The Delegate and Elevate method helps business owners identify which tasks they should keep, which tasks should be delegated, and where they can create the most value. The goal is simple: spend more time doing what you love and what you do best.
Step 1: Find Your 100%
Your 100% is the maximum number of hours per week you want to work while still maintaining balance, energy, and effectiveness. This number defines your ideal workload and creates a clear limit for sustainable leadership.
Before moving forward, determine the number of hours that represents your healthy working capacity. This becomes your benchmark for all delegation decisions.
Step 2: List Everything You Do
Take time to list every task you currently handle, both large and small. Use your calendar, task manager, project management system, or daily planner to capture everything accurately.
Include meetings, approvals, follow-ups, operational tasks, administrative work, and recurring responsibilities. Estimate how much time each task requires each week.
Step 3: List Everything You Should Do
This step is often overlooked, but it is one of the most important. Identify the high-value work that should be happening but is not, usually because there is not enough time or the right skillset available.

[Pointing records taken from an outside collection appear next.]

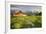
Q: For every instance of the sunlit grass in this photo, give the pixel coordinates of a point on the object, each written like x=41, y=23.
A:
x=25, y=22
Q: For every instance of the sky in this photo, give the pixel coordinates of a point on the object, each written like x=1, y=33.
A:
x=26, y=7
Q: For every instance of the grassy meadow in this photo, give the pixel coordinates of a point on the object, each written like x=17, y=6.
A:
x=19, y=22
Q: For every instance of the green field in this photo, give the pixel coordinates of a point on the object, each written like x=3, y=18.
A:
x=18, y=22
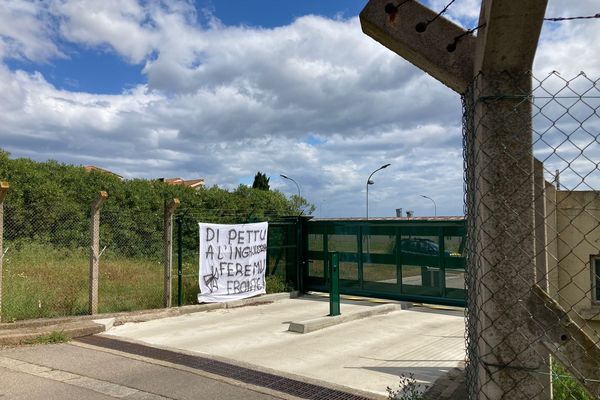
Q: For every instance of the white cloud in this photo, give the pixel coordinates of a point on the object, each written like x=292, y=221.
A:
x=26, y=31
x=223, y=102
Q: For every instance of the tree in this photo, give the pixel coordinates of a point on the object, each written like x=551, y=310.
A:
x=261, y=181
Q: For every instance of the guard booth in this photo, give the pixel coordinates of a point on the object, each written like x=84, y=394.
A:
x=409, y=259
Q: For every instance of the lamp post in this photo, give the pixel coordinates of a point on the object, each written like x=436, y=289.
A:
x=297, y=187
x=370, y=182
x=433, y=201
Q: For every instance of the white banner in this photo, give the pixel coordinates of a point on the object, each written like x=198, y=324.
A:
x=233, y=261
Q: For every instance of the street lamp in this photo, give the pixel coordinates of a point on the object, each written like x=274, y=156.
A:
x=434, y=205
x=297, y=187
x=370, y=182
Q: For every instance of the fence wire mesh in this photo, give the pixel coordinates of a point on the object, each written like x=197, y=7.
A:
x=45, y=263
x=131, y=260
x=533, y=209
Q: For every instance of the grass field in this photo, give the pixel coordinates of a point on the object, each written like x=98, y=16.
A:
x=40, y=280
x=43, y=281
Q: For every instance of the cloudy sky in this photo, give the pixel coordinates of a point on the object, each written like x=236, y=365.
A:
x=221, y=89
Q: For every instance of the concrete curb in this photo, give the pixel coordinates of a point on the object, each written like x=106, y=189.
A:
x=22, y=332
x=15, y=337
x=316, y=324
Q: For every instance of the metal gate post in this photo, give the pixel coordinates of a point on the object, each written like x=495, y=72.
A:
x=169, y=209
x=95, y=251
x=3, y=189
x=179, y=262
x=334, y=285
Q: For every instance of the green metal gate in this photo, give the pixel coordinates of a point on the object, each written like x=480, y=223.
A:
x=418, y=260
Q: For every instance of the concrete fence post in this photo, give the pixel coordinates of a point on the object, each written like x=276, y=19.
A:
x=95, y=250
x=3, y=190
x=170, y=207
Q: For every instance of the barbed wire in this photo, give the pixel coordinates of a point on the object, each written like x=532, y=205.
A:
x=559, y=19
x=422, y=26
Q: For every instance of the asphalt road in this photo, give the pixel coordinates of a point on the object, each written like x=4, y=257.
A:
x=75, y=371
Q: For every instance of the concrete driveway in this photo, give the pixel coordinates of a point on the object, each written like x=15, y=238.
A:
x=368, y=354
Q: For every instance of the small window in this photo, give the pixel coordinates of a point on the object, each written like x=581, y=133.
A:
x=596, y=278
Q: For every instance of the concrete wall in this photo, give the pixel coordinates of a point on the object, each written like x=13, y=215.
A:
x=573, y=237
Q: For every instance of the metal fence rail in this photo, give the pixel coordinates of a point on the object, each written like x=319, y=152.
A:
x=416, y=260
x=533, y=315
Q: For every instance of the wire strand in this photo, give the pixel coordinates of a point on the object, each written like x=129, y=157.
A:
x=422, y=26
x=559, y=19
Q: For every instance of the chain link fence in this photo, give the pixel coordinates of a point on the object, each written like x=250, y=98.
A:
x=46, y=261
x=532, y=147
x=131, y=275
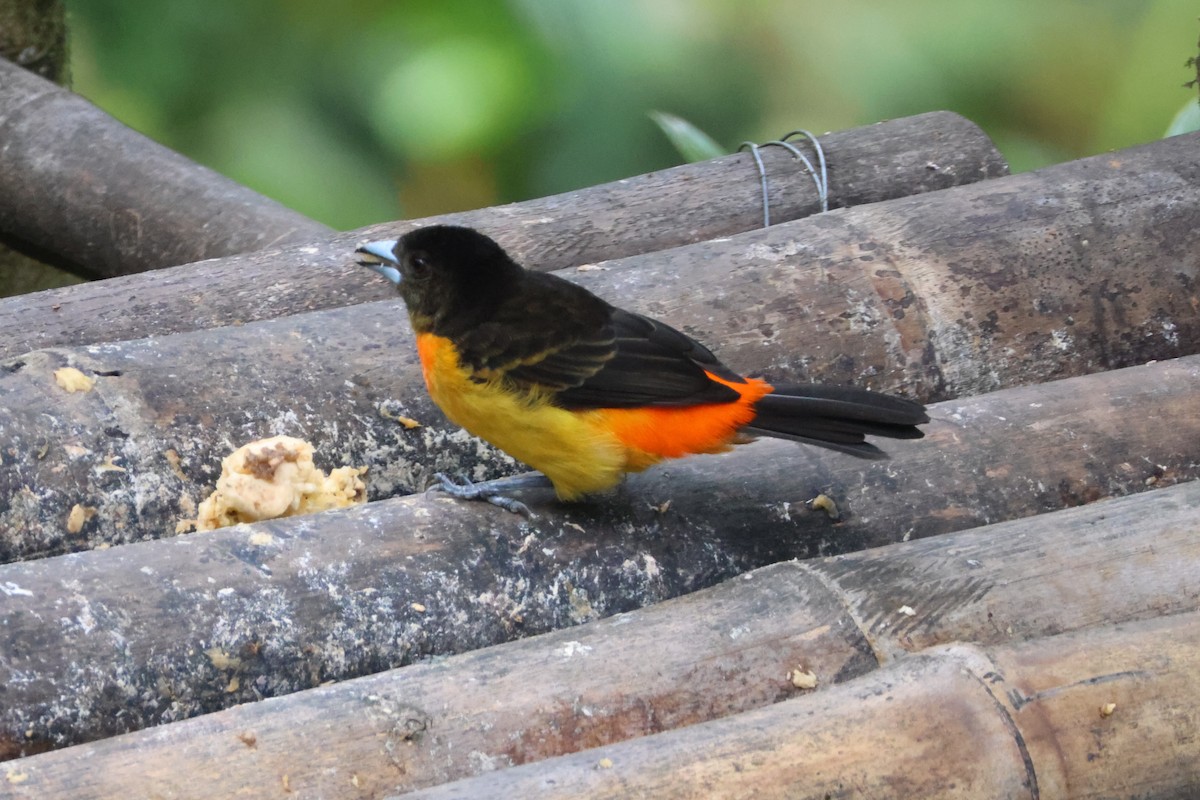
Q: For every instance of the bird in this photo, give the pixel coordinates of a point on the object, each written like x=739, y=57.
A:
x=583, y=391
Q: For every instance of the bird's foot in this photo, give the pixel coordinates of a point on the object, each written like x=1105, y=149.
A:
x=492, y=491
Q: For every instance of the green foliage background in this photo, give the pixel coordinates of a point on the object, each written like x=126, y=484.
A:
x=365, y=110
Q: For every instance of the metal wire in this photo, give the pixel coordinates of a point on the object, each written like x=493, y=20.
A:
x=820, y=173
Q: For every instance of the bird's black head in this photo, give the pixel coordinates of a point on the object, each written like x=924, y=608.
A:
x=449, y=277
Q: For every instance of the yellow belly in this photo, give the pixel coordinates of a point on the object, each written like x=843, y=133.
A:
x=573, y=449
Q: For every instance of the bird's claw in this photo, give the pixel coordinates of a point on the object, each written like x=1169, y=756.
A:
x=468, y=491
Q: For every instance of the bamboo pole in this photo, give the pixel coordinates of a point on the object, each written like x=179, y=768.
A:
x=1109, y=713
x=705, y=656
x=642, y=214
x=941, y=300
x=169, y=629
x=88, y=193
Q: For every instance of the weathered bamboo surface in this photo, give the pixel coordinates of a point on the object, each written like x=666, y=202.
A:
x=163, y=630
x=1012, y=721
x=708, y=655
x=88, y=193
x=946, y=294
x=637, y=215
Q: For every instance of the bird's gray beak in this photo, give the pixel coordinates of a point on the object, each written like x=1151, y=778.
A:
x=381, y=257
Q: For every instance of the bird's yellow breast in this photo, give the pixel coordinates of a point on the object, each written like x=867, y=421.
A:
x=573, y=449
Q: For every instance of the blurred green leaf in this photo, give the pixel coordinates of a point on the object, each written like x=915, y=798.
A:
x=1187, y=120
x=691, y=143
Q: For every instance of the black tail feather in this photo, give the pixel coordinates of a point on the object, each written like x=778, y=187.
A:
x=838, y=417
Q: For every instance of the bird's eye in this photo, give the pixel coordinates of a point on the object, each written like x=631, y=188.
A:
x=419, y=265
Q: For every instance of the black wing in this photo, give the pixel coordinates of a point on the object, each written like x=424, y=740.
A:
x=558, y=337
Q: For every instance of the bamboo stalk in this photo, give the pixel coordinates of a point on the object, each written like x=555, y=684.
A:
x=88, y=193
x=705, y=656
x=947, y=304
x=1018, y=721
x=637, y=215
x=175, y=627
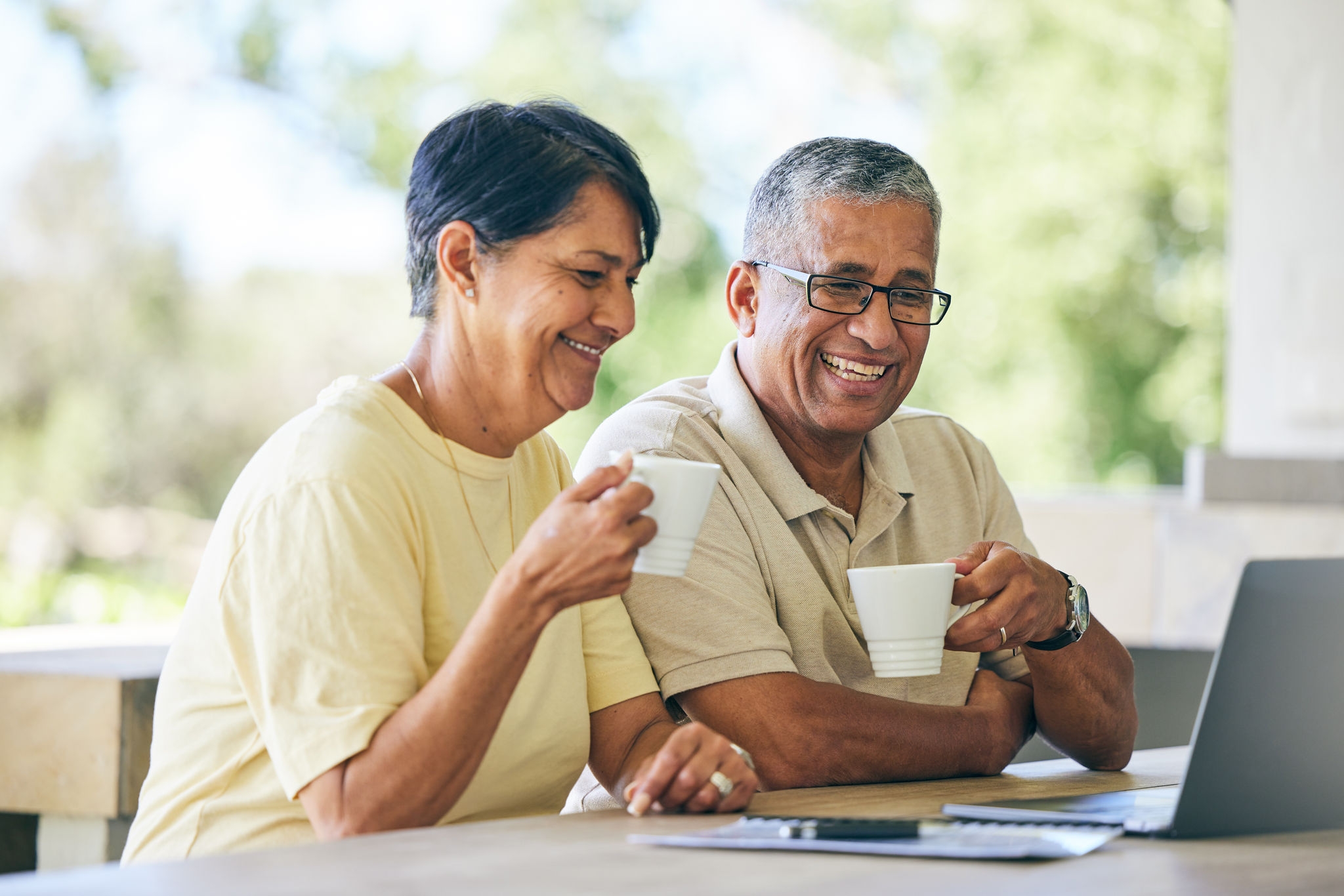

These may include strategic planning, leadership development, business growth initiatives, or relationship building. Add these tasks to your list and estimate the time needed for each.
Step 4: Evaluate Your List
Transfer all tasks into the Delegate and Elevate framework using the four quadrants: Love/Great, Like/Good, Don’t Like/Good At, and Don’t Like/Not Good At.
The objective is to reduce the work in the bottom two boxes and spend most of your time in the Love/Great quadrant. This is your zone of genius—the work where your leadership creates the greatest impact.
Step 5: Delegate and Elevate
Start by calculating how much time you can save by delegating tasks from the bottom two boxes. These are usually the easiest opportunities for immediate improvement.
Next, compare that available time with the time required for the work in your top two boxes, especially the strategic work you should be doing more often.
If your total still exceeds your ideal 100%, continue delegating tasks from your Like/Good quadrant until your workload supports your highest-value responsibilities.
Spend More Time in Your Zone of Genius
Delegate and Elevate is not about doing less—it is about doing the right work. Leaders create the most value when they focus on the responsibilities only they can do well.
When you consistently delegate lower-value tasks and elevate your focus, you create stronger leadership, better team accountability, and a business that grows without depending on you for everything.